Pixel-wise linear/nonlinear nonnegative matrix factorization for unmixing of hyperspectral data (in ICASSP’20)

By Fei Zhu, Paul Honeine, Jie Chen.

In Proc. 45th IEEE International Conference on Acoustics, Speech and Signal Processing (ICASSP), Barcelona, Spain, 4 – 8 May 2020.

 link   Pixel-wise linear/nonlinear nonnegative matrix factorization for unmixing of hyperspectral data [pdf] paper   doi:10.1109/ICASSP40776.2020.9053239

Abstract. Nonlinear spectral unmixing is a challenging and important task in hyperspectral image analysis. The kernel-based bi-objective non-negative matrix factorization (Bi-NMF) has shown its usefulness in nonlinear unmixing; However, it suffers several issues that prohibit its practical application. In this work, we propose an unsupervised nonlinear unmixing method that overcomes these weaknesses. Specifically, the new method introduces into each pixel a parameter that adjusts the nonlinearity therein. These parameters are jointly optimized with endmembers and abundances, using a carefully designed objective function by multiplicative update rules. Experiments on synthetic and real datasets confirm the effectiveness of the proposed method.

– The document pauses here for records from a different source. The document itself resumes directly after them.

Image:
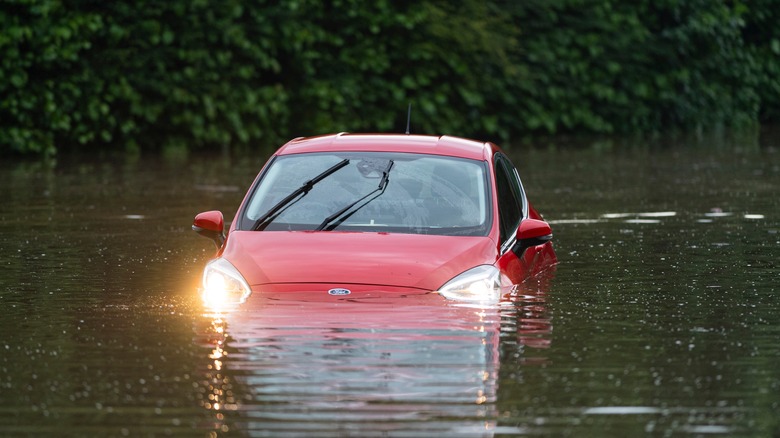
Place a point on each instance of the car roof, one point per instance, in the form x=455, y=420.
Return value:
x=410, y=143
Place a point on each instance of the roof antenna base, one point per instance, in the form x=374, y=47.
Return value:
x=408, y=118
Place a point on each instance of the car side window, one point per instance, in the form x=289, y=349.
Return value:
x=509, y=205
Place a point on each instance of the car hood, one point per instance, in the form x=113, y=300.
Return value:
x=342, y=258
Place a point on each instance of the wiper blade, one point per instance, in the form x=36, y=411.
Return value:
x=299, y=193
x=328, y=224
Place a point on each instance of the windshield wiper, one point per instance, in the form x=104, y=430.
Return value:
x=350, y=209
x=299, y=193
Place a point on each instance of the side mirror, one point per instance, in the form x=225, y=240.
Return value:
x=210, y=224
x=532, y=232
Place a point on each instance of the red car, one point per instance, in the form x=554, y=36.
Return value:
x=362, y=216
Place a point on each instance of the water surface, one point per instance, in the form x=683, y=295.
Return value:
x=661, y=319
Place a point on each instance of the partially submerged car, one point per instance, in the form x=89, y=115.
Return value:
x=365, y=216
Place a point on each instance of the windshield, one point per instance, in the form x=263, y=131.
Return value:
x=390, y=192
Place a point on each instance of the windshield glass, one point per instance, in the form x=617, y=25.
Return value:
x=391, y=192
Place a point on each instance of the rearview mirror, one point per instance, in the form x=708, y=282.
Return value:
x=212, y=225
x=532, y=232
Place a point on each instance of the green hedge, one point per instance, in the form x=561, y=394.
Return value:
x=201, y=73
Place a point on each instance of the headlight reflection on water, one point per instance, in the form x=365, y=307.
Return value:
x=223, y=286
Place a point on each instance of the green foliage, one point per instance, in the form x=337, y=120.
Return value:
x=200, y=73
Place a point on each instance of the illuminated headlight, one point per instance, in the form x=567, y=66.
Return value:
x=480, y=284
x=223, y=285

Organ Segmentation in CT Images With Weak Annotations: A Preliminary Study (in GRETSI’19)

By Rosana El Jurdi, Caroline Petitjean, Paul Honeine, Fahed Abdallah.

Dans les actes du 27-ème Colloque GRETSI sur le Traitement du Signal et des Images, Lille, France, 26 – 29 August 2019.

Organ Segmentation in CT Images With Weak Annotations: A Preliminary Study [pdf] paper

Abstract. Medical image segmentation has unprecedented challenges, compared to natural image segmentation, in particular because of the scarcity of annotated datasets. Of particular interest is the ongoing 2019 SegTHOR competition, which consists in Segmenting THoracic Organs at Risk in CT images. While the fully supervised framework (i.e., pixel-level annotation) is considered in this competition, this paper seeks to push forward the competition to a new paradigm: weakly supervised segmentation, namely training with only bounding boxes that enclose the organs. After a pre-processing step, the proposed method applies the GrabCut algorithm in order to transforms the images into pixel-level annotated ones. And then a deep neural network is trained on the medical images, where several segmentation loss functions are examined. Experiments show the relevance of the proposed method, providing comparable results to the ongoing fully supervised segmentation competition.